Es más, pese a las buenas intenciones, Rick Rubin hace que "13" se sienta como algo más de manual que la grandeza orgánica de Sabbath y de paso el sustituto de Bill Ward (al que él mismo recomendó), no da el ancho, o sea no ayuda a hacer la gran diferencia, porque Ward tiene otro toque en definitiva, el swing. Algunos argumentarán que Brad Wilk en cambio le provee de modernidad pero… ¿era modernidad lo que buscaba Black Sabbath y Rick Rubin? En ese sentido desde el beat inicial el "13" parte cojo, pero su logro es zafar de forma más que digna.

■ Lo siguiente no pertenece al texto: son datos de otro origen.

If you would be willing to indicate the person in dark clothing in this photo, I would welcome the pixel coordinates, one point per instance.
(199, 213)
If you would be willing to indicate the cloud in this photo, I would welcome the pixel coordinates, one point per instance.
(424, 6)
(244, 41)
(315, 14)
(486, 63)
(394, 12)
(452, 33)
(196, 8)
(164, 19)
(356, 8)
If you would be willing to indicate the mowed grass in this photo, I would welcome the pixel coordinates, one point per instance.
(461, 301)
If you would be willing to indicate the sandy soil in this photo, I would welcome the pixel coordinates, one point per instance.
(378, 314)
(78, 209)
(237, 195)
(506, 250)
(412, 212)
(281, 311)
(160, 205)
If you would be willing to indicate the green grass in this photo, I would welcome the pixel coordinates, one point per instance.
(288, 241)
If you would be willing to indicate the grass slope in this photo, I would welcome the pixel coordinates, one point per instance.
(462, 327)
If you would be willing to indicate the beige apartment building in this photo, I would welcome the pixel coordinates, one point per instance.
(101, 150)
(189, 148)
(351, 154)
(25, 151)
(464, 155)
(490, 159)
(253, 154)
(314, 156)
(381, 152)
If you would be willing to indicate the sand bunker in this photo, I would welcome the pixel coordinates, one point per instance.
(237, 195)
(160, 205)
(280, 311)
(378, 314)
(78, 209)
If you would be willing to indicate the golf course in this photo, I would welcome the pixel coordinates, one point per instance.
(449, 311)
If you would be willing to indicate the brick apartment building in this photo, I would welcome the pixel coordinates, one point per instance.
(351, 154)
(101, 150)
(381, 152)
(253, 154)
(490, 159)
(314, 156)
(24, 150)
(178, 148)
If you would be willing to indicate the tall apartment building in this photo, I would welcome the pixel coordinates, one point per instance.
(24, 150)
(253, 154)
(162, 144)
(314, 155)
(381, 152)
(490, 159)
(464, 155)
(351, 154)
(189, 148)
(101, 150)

Para una banda veterana como Black Sabbath las posibilidades de verdadera creatividad en definitiva son pocas. Como también es un hecho que en "13" trabajan con poco margen de error, porque todo el mundo ya tenía en la cabeza su propia idea de cómo debían sonar. En vez de aventurarse, lo que Sabbath ha hecho -sabiduría de viejos, ya conocen aquello de que más sabe el diablo…-  es "familiarizarnos" con aquello que nos hace sentir en casa.
 
Tal vez por eso "13" es todo lo que podíamos esperar de Black Sabbath a estas alturas del partido. Ya es sorprendente el hecho de haber podido trabajar en medio de obstáculos como la salida de Bill Ward o el cáncer de Tony Iommi. Una banda valiente que jugó a no arriesgarse ya que ¿para qué pasarla mal si lo mejor era probar con un viaje gozoso? Se trataba de hacer de "13" algo predeciblemente agradable sin ser demasiado cabezón, algo perfecto para aquel fan de Black Sabbath que sintoniza más con la nostalgia que con la reinvención.
 
¿Está "13" a la altura de los cuatro primeros discos de Sabbath? ¿Acaso esa es la vara con que debe ser medido? Si alguien está esperando un lanzamiento con el impacto y la repercusión cultural que tuviera "Paranoid", ese alguien está delirando, que siga esperando. Mientras tanto aquí está "13" un disco que vale la pena hacerlo crecer con muchas escuchadas.